実は中学校時代のクラスメイトに同姓の女の子がいた。もう10数年前同窓会に出かけたらアメリカ在住だと聞いた。
そんなこともあり調べていく中で、市政(重守)なる人物が柳沢吉保の一族(女系外戚)であることが判った。
大和郡山の「柳沢文庫」にお尋ねして確信となった。又、福富真紀氏著「徳川将軍側近の研究」を御紹介いただいた。

なぜ、柳沢一族の薮田氏が細川家家臣となったのか?薮田氏は柳沢家の家老職を務める家柄だが、その二男が細川家家臣となり、柳沢家の取次役を務めたのであろう。
細川綱利は水戸家出身の奥方が延宝三年に亡くなると、水戸家とは関係が良いとは言えないかった柳沢吉保に接近、江戸では巷間「夜中越中」などと不名誉な綽名を付けられるなど、夜な夜な柳沢家に出かけては来客の世話などを勤めている。
(奥方の兄、松平頼重は元禄八年に、水戸光圀は元禄十二年に死去している。)

宝永三年四月、後を託すつもりの次男吉利が亡くなるという不幸を迎えると、綱利は柳沢吉保三男安基を養子に所望するという奇手に打って出た。吉保も了解したらしい。

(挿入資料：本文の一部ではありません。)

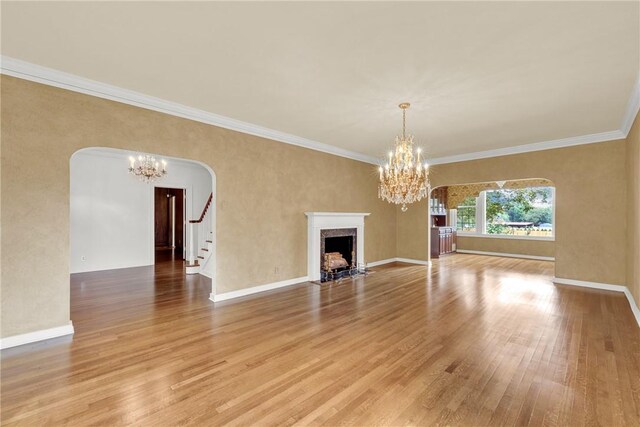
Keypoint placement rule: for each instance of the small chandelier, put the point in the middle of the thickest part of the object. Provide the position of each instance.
(147, 168)
(404, 180)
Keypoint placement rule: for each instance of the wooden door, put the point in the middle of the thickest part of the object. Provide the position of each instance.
(169, 217)
(161, 217)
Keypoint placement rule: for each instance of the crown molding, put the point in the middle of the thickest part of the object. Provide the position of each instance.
(36, 73)
(633, 106)
(527, 148)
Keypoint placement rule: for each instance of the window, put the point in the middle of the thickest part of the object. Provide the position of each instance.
(524, 212)
(467, 215)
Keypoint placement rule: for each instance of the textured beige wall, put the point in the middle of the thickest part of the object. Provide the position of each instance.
(633, 210)
(544, 248)
(412, 231)
(591, 213)
(263, 189)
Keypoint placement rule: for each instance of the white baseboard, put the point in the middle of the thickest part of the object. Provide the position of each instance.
(390, 260)
(604, 286)
(536, 257)
(381, 262)
(35, 336)
(255, 289)
(413, 261)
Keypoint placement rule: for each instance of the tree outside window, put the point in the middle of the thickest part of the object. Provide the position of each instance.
(509, 212)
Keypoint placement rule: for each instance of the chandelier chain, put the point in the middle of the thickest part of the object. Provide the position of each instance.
(404, 179)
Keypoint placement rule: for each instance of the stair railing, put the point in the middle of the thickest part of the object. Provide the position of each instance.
(204, 224)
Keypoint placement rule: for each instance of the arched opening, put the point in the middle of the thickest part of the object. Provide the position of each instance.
(120, 221)
(511, 218)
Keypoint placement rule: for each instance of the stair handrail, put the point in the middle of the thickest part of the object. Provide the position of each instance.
(192, 223)
(204, 211)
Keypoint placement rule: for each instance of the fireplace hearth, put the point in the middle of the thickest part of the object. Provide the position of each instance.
(338, 253)
(323, 225)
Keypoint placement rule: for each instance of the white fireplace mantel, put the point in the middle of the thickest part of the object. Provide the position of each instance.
(318, 221)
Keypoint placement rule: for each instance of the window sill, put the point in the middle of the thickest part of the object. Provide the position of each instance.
(506, 236)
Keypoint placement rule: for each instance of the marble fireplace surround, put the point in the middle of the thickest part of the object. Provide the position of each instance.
(318, 221)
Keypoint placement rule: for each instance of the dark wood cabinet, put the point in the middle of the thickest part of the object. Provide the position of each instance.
(442, 241)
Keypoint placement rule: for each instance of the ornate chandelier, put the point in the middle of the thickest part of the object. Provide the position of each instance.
(404, 180)
(147, 168)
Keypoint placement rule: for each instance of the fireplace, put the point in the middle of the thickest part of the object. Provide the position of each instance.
(348, 227)
(338, 251)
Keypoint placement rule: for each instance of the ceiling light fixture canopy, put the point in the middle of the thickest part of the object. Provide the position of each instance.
(404, 179)
(147, 168)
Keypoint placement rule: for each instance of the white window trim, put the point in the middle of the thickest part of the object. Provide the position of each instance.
(481, 223)
(505, 236)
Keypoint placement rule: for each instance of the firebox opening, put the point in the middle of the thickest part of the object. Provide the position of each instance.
(342, 244)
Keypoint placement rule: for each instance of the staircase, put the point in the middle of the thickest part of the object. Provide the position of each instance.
(201, 248)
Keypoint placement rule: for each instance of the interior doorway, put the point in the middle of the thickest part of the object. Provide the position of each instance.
(169, 219)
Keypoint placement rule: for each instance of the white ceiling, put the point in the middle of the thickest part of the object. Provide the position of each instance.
(480, 76)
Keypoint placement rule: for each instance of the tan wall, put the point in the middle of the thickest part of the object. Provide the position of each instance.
(545, 248)
(412, 231)
(263, 189)
(633, 210)
(590, 211)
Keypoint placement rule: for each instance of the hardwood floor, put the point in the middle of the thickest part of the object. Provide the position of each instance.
(471, 341)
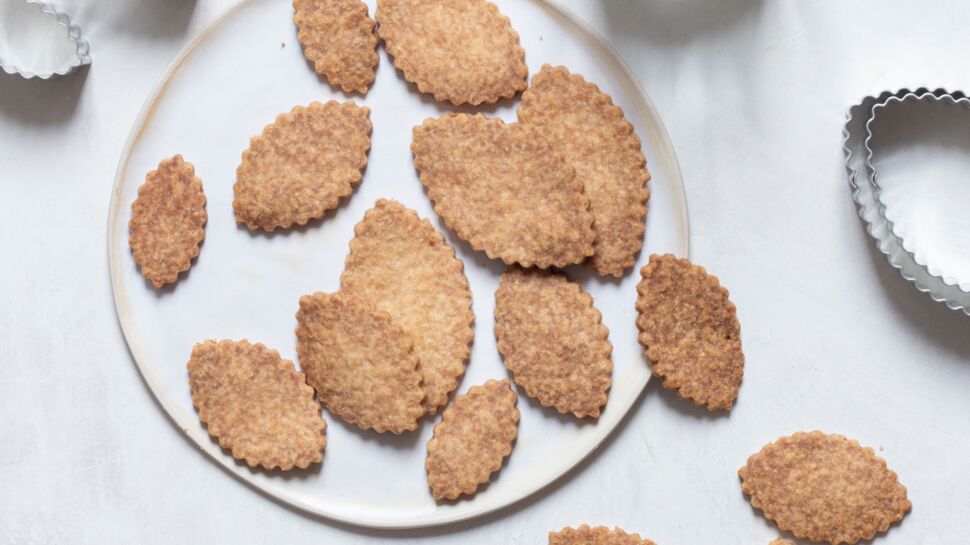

ところが老中稲葉正往が「国許の家中は同心するのか、近親はいないのか、無縁の者の養子は御条目にたがう」として、反対したらしい。
福富氏著によると、正住はこの件に関し将軍や吉保の不興をかい失脚したと言う。正住は宝永四年に隠居している。
細川家と稲葉家との関係は、明智の血を通して春日局との懇意まで遡る大事な関係だが、綱利も罪なことをしたものだ。
綱利が弟・細川利重の二男宣紀を養子に迎えるのは其の直後である。しかし家督を譲ることはせず、また柳沢家に通うためか?、なかなか帰国せず、先にご紹介したように「鸚鵡籠中記」に、綱利が帰国せぬのは、「帰ればお国で押込に遭うからだろう」との噂が書かれる有様である。
宝永六年一月将軍綱吉が死去すると、柳沢吉保も力を失い同年六月には失脚隠居、又生母・清高院も死去する。
それでも藩主の座にしがみついて不名誉な噂が流れる中、綱利の側近の江戸家老・木村半平が綱利の居間に寝ずの番で二日に亘り諫言を重ね、ようやく隠居したとされる。
名君と呼ぶには大いに躊躇する人物だが、「綱利公のお陰で」と仰るお宅が多い事も事実である。